We wait for write of ordered-data to finish. Which seems to never
happen. Page isn't under writeback, but that just means we submitted the
buffer from the commit code (that doesn't change the page state).
Anyway, the cause is that either due to some bug IO never finished and
so buffer never got unlocked, or we somewhere locked the buffer and
forgot to unlock it (but I've checked all the relevant places and think
they are correct).
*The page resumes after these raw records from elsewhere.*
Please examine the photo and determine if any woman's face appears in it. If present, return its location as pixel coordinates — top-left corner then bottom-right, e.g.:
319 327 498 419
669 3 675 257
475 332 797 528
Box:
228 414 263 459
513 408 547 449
The traces of all the processes seem harmless - I see
no place trace where we are holding a buffer lock.
If you happen to hit this again, please let me know and I'll look into
it further...
> Everything train-smashed up behind it such as:
>
> Stack traceback for pid 4876
> 0xf7390910 4876 1 0 0 D 0xf7390b10 nscd
> esp eip Function (args)
> 0xf6009d5c 0xc04c20b2 schedule+0x51e
> 0xf6009dac 0xc04c2394 io_schedule+0x1d
> 0xf6009db8 0xc0179b64 sync_buffer+0x33 (invalid)
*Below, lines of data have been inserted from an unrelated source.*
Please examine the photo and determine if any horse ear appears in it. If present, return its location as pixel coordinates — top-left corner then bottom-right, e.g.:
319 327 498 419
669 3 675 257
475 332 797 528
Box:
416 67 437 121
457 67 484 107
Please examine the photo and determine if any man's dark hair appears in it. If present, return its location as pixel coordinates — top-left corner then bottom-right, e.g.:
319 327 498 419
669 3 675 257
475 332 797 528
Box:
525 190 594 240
> 0xf6009dc0 0xc04c24b1 __wait_on_bit_lock+0x30 (0xc20024a4, 0xf6009de8, 0xc0179b31, 0x2)
> 0xf6009dd8 0xc04c2532 out_of_line_wait_on_bit_lock+0x58 (0xf7643780, 0x2, 0xc0179b31, 0x2)
> 0xf6009e14 0xc0179ca1 __lock_buffer+0x24 (0xf7643780)
> 0xf6009e24 0xc01cd686 do_get_write_access+0x4f (0xf5db748c, 0xf761fe70, 0x0)
> 0xf6009e68 0xc01cd99a journal_get_write_access+0x1b (0xf5db748c, invalid)
> 0xf6009e78 0xc01cada0 __ext3_journal_get_write_access+0x19 (0xc04d9230, 0xf5db748c, 0xf7643780)
> 0xf6009e90 0xc01bffaa ext3_reserve_inode_write+0x34 (0xf5db748c, 0xf76b5e10, 0xf6009eac)
> 0xf6009ea8 0xc01bfffe ext3_mark_inode_dirty+0x20 (0xf5db748c, 0xf76b5e10)
> 0xf6009ec8 0xc01c281a ext3_dirty_inode+0x53 (0xf76b5e10)
> 0xf6009edc 0xc0175e2b __mark_inode_dirty+0x26 (0xf76b5e10, 0x1)
> 0xf6009ef4 0xc016ea8e file_update_time+0x74 (invalid)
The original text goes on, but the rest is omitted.